The sailors abandoned ship and then spent months aboard their boats. They made many mistakes. They could have reached Tahiti safely, but were afraid to do so because of lurid tales they'd heard of headhunting cannibals who would sodomize captives before killing and eating them. So instead they tried to reach South America, thousands of miles away. Their boats were separated, and in the end, they were forced to resort to cannibalism, and even drew lots to choose which survivor would be killed to feed the others. Eight survivors were eventually rescued by another whaling ship.

The story of the Essex understandably caused panic throughout the whaling community. What if the whales were finally fighting back? According to Philbrick, in the years that followed there were several more accounts of sperm whales attacking boats and even sinking ships. But it was still pretty rare - the whales certainly were not communicating or planning organized resistance, as appealing as that idea might be.

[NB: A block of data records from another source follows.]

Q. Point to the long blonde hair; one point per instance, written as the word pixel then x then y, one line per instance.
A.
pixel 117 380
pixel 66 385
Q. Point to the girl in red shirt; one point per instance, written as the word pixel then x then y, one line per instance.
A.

Amazingly, all eight of the Essex survivors soon went to sea again. What else were they going to do?

In the Heart of the Sea is a great, dramatic account of one of those incredible survival tales that make you thrill at the obstacles faced by men at sea, while hoping you never have to go through anything like that. It's also thoroughly researched, and will educate you about whales, whaling, and the history of early American maritime communities, as well as a full account of what happened to the Essex and their men.

I was still rooting for the whales, though.



In the Heart of the Sea (2015)



This 2015 Ron Howard film, starring Chris Hemsworth as Owen Chase, recreates the Essex disaster, based on Nathaniel Philbrick's book. Filmed like a period piece, it has some good moments, though for me, the film almost but not quite achieved the epic storytelling it was trying for. The acting was only okay (Hemsworth is mostly good at alternating between smirking and angry bellows, making Thor the ideal role for him), so while I thought it was a good movie, I am not surprised that it did not do well at the box office. For the most part, it sticks accurately to the real life sequence of events and the true biographies of the crew. About the only real embellishment was having the whale follow the survivors in the weeks after its attack, surfacing now and then to terrorize them. In reality, the whale that attacked the Essex swam away afterwards - it did not stalk the whalers like a reverse Ahab.